Terörün finansmanına yardımcı olanlara 15 ila 20 yıl…

Teröre yataklık yapan devlet memurlarının hemen işten atılması gibi.

Can veya mal kaybına neden olmayan “terörist faaliyet”e 5 yıl; ki bunun daha yüksek olduğu ülkeler de var!

Ama böyle bir kayba sebep olursa da, ölüm cezası!

 

***

 

Liderler, diktatörler, despotlar, seçilmişler, seçilmiş ama şaşırmışlar konuşur, didişir, ezer, katleder, savaş kışkırtır, savaşa sürükler…

Ama halkların önündeki zor soru esasında hep basittir ve aslında ne kadar da ortaktır:

Neden onlar eziliyor?

Neden ben eziliyorum?

Neden o da ben de ezildiğim halde, o benim düşmanım, ben onun düşmanıyım?

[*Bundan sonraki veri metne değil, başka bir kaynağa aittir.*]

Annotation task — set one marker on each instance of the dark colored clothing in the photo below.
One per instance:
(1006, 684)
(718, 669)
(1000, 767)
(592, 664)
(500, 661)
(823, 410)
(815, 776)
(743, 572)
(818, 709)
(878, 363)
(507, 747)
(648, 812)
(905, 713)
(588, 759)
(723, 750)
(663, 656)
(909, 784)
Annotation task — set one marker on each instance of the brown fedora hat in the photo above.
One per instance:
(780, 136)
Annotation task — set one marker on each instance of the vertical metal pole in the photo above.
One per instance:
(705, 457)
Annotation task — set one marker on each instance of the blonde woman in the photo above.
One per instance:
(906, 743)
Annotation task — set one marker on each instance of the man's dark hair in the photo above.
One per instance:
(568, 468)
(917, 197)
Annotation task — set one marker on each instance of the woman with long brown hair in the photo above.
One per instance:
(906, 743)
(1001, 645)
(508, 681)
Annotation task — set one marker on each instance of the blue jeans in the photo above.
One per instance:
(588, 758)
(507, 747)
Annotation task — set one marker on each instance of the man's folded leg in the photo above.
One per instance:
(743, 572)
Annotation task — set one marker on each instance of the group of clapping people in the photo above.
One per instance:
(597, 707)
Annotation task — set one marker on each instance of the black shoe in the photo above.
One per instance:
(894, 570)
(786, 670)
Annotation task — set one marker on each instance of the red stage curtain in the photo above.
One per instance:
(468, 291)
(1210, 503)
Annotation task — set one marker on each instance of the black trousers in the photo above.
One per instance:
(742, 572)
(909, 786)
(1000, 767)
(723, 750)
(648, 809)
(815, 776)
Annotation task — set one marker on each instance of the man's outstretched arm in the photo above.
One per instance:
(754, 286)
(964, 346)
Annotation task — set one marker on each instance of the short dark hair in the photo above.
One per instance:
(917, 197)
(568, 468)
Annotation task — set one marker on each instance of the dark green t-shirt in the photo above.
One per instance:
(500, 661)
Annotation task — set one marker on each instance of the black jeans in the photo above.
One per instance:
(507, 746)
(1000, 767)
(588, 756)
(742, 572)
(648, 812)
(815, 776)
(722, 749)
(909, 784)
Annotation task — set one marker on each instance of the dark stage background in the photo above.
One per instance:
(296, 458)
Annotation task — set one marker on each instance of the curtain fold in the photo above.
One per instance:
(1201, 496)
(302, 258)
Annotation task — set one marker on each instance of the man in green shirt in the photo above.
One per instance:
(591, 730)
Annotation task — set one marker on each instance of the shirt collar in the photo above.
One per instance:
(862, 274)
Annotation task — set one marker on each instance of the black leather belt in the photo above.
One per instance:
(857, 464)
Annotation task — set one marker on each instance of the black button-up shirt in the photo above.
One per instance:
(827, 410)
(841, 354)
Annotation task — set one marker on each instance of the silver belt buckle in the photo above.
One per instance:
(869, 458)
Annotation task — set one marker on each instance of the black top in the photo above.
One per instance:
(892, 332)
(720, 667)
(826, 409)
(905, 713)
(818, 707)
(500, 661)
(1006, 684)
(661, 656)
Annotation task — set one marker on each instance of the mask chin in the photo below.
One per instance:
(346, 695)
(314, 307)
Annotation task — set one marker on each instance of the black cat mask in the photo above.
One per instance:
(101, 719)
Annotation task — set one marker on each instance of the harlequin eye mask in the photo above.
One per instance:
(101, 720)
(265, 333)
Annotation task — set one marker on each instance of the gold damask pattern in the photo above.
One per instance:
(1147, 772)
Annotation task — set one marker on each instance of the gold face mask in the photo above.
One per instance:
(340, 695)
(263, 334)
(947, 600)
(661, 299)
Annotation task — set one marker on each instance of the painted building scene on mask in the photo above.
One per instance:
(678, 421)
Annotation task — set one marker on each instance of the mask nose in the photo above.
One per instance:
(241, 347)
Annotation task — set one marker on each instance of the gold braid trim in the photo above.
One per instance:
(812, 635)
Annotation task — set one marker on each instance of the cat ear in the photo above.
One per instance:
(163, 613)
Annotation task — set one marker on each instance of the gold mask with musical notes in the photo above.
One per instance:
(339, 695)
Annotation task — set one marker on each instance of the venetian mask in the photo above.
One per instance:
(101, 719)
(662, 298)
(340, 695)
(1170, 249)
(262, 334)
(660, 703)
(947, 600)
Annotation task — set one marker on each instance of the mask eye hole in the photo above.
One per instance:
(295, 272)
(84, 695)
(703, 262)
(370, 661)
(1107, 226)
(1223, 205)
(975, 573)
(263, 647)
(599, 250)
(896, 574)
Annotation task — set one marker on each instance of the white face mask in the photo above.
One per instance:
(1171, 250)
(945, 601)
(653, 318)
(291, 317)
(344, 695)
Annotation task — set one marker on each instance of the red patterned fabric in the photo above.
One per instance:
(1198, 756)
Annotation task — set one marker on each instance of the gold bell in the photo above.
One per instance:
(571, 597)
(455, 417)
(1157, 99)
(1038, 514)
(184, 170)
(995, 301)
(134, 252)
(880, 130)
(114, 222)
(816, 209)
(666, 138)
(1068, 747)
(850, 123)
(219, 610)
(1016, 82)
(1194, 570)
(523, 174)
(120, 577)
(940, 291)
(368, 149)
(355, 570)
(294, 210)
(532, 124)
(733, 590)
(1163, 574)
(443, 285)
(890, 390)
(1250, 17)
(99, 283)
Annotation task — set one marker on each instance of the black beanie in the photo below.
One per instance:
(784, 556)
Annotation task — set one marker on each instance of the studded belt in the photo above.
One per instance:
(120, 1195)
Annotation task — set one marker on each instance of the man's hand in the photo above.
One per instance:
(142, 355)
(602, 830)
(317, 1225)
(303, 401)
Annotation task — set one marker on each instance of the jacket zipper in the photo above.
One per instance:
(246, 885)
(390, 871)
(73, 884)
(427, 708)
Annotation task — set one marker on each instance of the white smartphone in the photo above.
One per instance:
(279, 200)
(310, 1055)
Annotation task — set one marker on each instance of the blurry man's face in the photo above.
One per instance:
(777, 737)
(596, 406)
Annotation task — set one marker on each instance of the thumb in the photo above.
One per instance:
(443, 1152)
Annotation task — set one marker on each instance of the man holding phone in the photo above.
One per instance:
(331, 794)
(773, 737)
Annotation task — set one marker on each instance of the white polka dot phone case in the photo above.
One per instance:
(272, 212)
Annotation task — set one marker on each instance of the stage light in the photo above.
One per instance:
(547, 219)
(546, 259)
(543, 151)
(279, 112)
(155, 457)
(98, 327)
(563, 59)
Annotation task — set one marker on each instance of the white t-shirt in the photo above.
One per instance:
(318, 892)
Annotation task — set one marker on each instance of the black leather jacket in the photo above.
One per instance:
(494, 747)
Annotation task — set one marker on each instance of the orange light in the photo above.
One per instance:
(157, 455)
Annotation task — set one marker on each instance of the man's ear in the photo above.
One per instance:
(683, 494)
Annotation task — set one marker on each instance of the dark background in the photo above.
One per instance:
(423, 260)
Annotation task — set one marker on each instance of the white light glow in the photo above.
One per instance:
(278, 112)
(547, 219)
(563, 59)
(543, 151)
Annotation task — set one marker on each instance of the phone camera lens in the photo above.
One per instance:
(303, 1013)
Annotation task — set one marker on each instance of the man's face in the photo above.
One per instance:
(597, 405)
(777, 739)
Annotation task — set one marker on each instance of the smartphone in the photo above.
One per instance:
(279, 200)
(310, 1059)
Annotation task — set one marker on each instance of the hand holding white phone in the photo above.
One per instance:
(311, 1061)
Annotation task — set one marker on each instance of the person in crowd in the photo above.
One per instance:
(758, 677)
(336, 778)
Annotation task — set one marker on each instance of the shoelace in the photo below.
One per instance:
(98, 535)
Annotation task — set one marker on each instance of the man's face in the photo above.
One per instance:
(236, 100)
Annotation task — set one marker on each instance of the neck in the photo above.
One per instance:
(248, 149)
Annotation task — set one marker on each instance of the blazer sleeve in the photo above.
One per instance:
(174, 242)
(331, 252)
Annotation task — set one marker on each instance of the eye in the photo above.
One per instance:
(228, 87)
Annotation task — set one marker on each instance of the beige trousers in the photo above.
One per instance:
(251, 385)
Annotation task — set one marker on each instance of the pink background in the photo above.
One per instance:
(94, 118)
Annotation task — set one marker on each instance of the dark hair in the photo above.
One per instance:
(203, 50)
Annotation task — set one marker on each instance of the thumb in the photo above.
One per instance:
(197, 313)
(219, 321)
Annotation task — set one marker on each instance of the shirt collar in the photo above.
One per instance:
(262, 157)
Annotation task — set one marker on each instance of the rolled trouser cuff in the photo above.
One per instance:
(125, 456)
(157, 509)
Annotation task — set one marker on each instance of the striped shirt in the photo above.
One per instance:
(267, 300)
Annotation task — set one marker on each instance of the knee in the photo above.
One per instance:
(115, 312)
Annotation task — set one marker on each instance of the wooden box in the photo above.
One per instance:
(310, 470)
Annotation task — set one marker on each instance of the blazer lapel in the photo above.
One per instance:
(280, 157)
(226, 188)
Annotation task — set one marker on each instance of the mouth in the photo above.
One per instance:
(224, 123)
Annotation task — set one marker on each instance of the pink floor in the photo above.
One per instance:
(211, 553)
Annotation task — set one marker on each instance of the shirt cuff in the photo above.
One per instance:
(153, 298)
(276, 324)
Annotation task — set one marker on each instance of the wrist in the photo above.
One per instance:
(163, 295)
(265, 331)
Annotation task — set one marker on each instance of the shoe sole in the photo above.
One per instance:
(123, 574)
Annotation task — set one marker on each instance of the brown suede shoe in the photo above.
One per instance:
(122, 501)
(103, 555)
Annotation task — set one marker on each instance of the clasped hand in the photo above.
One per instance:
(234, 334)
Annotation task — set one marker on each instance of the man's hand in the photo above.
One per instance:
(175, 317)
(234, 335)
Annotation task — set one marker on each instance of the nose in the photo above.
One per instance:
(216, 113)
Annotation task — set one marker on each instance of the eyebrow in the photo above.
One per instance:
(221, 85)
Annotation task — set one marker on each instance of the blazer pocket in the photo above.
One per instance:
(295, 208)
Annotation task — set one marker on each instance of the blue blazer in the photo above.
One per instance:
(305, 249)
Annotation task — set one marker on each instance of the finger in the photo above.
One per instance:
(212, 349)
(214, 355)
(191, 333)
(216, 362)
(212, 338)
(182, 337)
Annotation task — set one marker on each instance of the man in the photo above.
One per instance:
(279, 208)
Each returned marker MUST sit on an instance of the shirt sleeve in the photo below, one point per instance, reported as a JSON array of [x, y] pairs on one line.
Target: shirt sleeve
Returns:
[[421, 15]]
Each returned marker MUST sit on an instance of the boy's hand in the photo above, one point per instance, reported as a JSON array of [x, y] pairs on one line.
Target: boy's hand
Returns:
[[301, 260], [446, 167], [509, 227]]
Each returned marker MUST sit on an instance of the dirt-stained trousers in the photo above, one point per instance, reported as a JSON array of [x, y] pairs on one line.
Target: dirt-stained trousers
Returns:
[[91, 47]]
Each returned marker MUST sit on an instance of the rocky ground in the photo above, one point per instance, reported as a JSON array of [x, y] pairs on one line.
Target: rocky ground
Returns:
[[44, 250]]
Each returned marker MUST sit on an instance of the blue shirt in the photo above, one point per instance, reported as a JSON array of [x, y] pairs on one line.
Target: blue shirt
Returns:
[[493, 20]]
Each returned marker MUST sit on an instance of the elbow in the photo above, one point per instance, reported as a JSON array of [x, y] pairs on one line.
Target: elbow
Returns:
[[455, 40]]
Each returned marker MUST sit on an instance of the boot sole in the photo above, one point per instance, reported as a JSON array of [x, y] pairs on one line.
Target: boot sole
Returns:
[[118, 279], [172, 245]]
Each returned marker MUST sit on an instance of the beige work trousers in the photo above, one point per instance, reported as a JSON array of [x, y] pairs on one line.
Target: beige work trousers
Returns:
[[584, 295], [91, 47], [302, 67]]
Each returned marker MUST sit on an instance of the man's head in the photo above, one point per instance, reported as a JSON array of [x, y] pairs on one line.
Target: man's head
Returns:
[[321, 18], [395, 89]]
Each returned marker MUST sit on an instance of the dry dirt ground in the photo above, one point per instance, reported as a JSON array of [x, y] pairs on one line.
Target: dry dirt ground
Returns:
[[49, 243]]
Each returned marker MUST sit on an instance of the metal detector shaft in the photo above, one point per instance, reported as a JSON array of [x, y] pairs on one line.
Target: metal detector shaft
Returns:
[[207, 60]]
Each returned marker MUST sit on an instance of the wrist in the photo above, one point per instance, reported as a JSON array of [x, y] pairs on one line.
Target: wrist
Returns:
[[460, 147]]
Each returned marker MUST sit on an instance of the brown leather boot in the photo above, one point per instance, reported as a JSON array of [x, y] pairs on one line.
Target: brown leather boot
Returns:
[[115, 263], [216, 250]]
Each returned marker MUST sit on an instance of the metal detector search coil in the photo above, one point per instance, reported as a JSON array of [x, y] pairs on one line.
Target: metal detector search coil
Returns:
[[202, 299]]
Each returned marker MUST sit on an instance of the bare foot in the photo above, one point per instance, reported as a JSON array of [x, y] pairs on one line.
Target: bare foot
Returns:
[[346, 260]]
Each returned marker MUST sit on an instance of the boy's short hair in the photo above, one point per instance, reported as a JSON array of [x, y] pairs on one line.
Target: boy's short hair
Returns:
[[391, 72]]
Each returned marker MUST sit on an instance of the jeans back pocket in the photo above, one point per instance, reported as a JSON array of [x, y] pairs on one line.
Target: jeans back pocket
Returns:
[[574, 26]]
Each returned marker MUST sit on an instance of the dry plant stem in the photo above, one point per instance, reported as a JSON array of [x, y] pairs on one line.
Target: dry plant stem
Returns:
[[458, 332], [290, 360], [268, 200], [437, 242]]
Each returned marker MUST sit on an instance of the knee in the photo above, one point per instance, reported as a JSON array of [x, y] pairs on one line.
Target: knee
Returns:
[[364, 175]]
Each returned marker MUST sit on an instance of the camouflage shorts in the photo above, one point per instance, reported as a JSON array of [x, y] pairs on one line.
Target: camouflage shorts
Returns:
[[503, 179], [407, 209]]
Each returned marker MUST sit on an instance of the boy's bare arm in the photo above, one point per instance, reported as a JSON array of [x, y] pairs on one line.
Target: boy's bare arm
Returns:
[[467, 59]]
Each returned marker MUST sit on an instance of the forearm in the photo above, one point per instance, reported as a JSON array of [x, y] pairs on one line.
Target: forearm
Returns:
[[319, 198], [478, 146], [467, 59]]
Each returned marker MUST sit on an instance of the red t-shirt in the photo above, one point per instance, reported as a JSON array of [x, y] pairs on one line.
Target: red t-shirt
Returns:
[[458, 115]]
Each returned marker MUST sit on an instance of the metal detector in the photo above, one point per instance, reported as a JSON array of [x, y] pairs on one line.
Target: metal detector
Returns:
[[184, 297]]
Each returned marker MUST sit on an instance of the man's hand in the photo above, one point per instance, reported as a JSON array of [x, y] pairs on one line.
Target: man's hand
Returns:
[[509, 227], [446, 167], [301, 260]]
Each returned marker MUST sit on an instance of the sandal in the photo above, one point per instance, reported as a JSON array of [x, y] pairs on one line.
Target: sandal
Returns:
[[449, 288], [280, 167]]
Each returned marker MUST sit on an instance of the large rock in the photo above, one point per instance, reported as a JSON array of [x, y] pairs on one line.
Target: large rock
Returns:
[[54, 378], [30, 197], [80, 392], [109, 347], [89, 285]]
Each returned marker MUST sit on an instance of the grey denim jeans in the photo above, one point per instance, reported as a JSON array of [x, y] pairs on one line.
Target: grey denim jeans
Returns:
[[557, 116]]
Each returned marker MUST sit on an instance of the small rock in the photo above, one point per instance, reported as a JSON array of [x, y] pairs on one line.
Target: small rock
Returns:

Bizim birbirimizi, kendimizi kırmamızdan; bu kırım ve kıyımlar için kendimizden geçmemizden kimler menfaat sağlıyor?

Burada kimler…

Orada kimler…

Her zaman her yerde kimler?

 

***

 

Yoksa bakın…

Önce başa getirilen, sonra İran’a saldırtılan, yıllarca kimyasallarla beslenen, kendi halkını ve başkalarını ezişi, katledişi hiç dert edilmeyen…

Ama suyu ısınınca Kuveyt’e dahli adeta ittirilip ülkesi bombalanan, yoksul halkı açlığa, ilaçsızlığa, ambargolara mahkum edilen bir diktatörden kurtulan Irak da var…

Yakılan, yıkılan, şıppadanak istila ve işgal edilen…

Kurtarılmış halkları bir ötekinin gırtlağına yapışan…

Demokrasi getirilen Iraklar.

Her gün 10’ar, 20’şer birbirini katleden halklar!

İlle bir ötekini katledeceksen, hangi ülkedeysen, yerli dikta da uyar, çakma ve montaj demokrasi de…

Yeter ki iste!

Bakın, ABD yine “Körfez’e yığınak” yapmaya başlamış.

Bir soru da şu:

Evladım sen yığınağın neresindensin?